Destination : 13 , Polyglottes


L'Andalousie

Nous étions quatre amies assises à l'arrière de ce bus qui reliait
Malaga à Grenade en Espagne, c'était la première destination dans notre

programme " partir à l'assaut des villes de Séville, Grenade et

Cordoue , marcher sur les traces de nos ancètres ".

Nous ne voulions pas de visite guidée. Munies de nos cartes et de

nos livres, nous tentions de ressussiter l'histoire.



Il était assis de l'autre côté de l'allée et ses yeux fixaient

Sandra sans aucune gêne, il faut dire qu'elle était différente de

nous, très brune, les yeux clairs, pétillante de vie, spontanée,

toujours de bonne humeur, elle riait pour un rien mais si discrètement

qu'on l'entendait à peine.



Lui, une sorte d'hippie, un garçon aux cheveux longs, un sac en jean

vert en bandoulière, le pantalon en lambeaux et un gros pull en laine

malgré la chaleur de ce mois de juin.



Quand le bus s'est arrété à un relais, il nous a suivi et,

s'approchant de Sandra, il lui proposa dans un français très

approximatif, un café qu'elle ne refusa pas. En remontant dans le bus,

il s'installa d'autorité près de nous, à côté d'elle, il s'est

présenté, butant sur certains mots mais sans se décourager.

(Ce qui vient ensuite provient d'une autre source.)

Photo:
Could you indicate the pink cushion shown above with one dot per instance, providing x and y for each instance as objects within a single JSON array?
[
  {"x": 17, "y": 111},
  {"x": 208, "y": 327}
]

Nous avons compris qu'il s'appellait Mike, qu'il était américain et

qu'il faisait une tournée en Europe depuis le début de l'année,

périple qui touchait à sa fin , il nous a avoué que nos histoires

l'intéressait, il a connu l'histoire de l'Andalousie, version

espagnole, et à présent, "vous m'emportez dans votre monde, nous a-t-il

dit, vous avez bien dit " El Hamra ", en parlant du palais de

l'Alambra ? " Sandra tenta de lui expliquer que Séville s'appellait à

l'origine Ichbillia, que Grenade était Ghornata et Cordoue, Cortoba,

et, sans transition, faisant le geste d'être accompagnée d'un luth,

elle se mit à chanter, cette chanson folklorique de chez nous, au

rythme andalous : " Qu'elles sont belles les nuits d' Ichbillia et le

son de la guitare auprès de ma belle aimée! ", l'américain était aux

anges et nous, hilares, étranglées par le rire, tentions sans succès

d'accompagner notre amie.



Arrivés à destination, Sandra et lui trainèrent à l'arrière du bus,

ils nous firent signe de ne pas les attendre, ce n'était que beaucoup

plus tard qu'ils nous ont rejoints sur l'esplanade du palais, chacun

d'eux tenant une branche de thym à la main, " un porte- bonheur, que

nous a donné une gitane diseuse de bonne aventure ", nous éclaira

Sandra, qui, occupée par la conversation de son nouvel ami, nous a de

nouveau demandé de ne pas les attendre.

Dans les méandres du jardin, nous les croisâmes à maintes reprises mais

ils étaient trop distraits pour nous voir.